We conducted a compressed high intensity radiated pulse (Chirp) seismic survey of the south arm of the Great Salt Lake near Antelope Island (Figure 2) to develop a basin-wide stratigraphic framework, map faults, identify stratigraphic displacement along the GSLF, and provide stratigraphic context for sediment cores. We extracted 39 cores, each less than 2 m long, guided by the seismic profiles and previous bathymetric data (Baskin and Allen, 2005). The cores form east-west transects across the south arm, overlap spatially with previous (piston) cores, and facilitated the investigation of sediments proximal to the subaqueous GSLF scarp and the 2020 MW 5.7 Magna earthquake, which occurred near the southern Great Salt Lake margin (Figures 1 and 2).
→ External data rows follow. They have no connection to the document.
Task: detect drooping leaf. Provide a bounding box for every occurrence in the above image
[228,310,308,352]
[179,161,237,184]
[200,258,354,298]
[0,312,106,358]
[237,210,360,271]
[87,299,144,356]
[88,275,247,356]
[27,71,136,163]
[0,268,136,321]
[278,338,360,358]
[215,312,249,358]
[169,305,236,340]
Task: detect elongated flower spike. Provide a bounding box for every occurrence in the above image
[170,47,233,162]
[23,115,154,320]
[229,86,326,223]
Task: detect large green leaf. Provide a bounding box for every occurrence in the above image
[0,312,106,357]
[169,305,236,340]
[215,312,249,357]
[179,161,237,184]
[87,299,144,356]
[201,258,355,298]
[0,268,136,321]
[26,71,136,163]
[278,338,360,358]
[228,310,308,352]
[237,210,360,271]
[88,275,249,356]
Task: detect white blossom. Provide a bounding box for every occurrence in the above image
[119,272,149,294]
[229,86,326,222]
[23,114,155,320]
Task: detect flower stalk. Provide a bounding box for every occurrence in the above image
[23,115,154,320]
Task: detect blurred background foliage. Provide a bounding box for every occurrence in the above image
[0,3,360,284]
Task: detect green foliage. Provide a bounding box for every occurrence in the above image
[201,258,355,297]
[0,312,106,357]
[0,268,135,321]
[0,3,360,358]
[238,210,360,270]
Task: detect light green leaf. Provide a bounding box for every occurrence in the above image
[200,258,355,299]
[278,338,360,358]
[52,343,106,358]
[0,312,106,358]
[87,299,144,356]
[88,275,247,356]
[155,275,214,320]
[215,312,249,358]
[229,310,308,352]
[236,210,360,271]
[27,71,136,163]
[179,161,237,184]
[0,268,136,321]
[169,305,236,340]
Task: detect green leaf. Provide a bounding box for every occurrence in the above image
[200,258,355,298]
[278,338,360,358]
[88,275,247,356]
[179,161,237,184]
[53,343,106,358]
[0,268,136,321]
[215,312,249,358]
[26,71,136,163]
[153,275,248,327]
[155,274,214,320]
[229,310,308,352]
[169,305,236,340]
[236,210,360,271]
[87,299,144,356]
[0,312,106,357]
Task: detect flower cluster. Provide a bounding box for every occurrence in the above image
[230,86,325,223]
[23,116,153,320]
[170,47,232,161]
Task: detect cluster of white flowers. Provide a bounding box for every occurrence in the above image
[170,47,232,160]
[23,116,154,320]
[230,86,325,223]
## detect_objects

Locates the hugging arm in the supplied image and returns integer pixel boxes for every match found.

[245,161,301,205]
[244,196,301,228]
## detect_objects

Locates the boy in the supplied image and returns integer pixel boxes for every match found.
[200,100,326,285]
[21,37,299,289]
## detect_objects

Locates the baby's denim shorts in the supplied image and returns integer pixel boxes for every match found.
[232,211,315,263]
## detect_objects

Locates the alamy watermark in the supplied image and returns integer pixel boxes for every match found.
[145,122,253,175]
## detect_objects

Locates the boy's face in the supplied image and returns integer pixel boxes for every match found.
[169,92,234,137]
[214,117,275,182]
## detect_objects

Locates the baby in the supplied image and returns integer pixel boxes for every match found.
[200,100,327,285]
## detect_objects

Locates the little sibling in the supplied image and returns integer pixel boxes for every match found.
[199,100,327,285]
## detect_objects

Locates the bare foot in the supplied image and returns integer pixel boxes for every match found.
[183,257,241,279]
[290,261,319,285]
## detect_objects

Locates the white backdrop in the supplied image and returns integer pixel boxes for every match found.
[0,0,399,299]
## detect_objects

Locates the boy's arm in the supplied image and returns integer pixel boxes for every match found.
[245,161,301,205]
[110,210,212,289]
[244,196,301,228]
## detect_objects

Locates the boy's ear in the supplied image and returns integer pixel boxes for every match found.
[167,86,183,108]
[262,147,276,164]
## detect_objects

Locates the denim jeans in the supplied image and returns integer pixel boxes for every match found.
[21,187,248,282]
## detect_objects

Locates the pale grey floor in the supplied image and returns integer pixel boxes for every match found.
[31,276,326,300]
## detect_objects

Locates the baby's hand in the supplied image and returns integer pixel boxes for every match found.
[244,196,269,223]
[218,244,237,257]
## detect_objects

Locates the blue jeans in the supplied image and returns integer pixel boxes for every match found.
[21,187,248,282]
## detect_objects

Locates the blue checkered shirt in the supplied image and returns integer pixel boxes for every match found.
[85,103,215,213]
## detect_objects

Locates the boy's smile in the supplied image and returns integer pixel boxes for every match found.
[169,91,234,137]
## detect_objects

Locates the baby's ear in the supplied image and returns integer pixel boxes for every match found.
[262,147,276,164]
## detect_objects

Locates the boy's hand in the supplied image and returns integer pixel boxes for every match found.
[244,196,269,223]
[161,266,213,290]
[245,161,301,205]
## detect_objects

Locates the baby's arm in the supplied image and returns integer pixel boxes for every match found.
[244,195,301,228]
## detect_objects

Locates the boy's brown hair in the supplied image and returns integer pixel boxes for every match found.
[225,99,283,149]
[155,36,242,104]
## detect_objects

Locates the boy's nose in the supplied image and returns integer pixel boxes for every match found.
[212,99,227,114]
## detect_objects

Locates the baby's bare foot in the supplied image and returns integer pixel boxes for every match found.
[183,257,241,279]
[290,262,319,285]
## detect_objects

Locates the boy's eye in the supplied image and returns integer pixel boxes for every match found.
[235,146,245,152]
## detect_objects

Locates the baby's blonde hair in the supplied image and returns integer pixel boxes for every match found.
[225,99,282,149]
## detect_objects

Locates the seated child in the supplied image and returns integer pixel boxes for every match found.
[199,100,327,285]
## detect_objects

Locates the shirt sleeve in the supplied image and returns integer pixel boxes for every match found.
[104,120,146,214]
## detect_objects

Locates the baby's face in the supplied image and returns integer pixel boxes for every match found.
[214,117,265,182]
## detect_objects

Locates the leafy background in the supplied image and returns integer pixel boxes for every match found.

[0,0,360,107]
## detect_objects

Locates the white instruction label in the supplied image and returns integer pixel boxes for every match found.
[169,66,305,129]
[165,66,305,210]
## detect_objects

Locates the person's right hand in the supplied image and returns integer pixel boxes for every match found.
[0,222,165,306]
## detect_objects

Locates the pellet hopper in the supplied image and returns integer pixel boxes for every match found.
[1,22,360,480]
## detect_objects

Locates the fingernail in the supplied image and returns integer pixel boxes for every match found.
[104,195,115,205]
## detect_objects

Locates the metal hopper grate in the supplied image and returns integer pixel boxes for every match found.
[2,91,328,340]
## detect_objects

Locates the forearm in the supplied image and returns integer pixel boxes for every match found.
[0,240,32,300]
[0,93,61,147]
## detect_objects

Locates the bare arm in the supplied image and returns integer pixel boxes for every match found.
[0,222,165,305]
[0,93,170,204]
Sediment core scans and related laboratory data are available in DuRoss et al. (2026); Chirp seismic data are available in Balster-Gee et al. (2025).

Figure 2. South arm of the Great Salt Lake, showing previous piston-core locations (black circles; refer to DuRoss et al., 2026 for description), new gravity cores (white circles; this study), and seismic track lines (gray lines; this study). Figure numbers for seismic profiles correspond to DuRoss et al. (2026). Basemap is 5-m digital elevation model derived from 1 ft bathymetric contours (Baskin and Allen, 2005) overlain on Google Satellite data.

Results

We present seismic stratigraphy, sediment cores, and Bayesian models that address how sediments in the low-relief Great Salt Lake basin respond to earthquake shaking from multiple sources and complement surface-faulting records. Seismic profiles reveal lakebed surface ruptures younger than ~8 ka on the Fremont Island (Figure 3) and Antelope Island sections of the GSLF.

Figure 3. Fremont Island seismic stratigraphy showing evidence of at least two Great Salt Lake fault surface ruptures (FI1–FI2) since ~8 ka. AI1 indicates a possible younger rupture. Refer to DuRoss et al. (2026) for description of new (e.g., GSL21-28) and previous (e.g., GLAD-01A-B) sediment cores, seismic horizon ages, and earthquake-rupture evidence.

Integrating new and previous data, we interpret MW 6.9–7.3 earthquakes on the GSLF recurring every ~3.2 kyr, including the most recent ~35–45-km-long rupture of the Antelope Island section at ~0.4 ka (R1) and three previous ~60–65-km-long ruptures (R2–R4) spanning both sections (Figure 4).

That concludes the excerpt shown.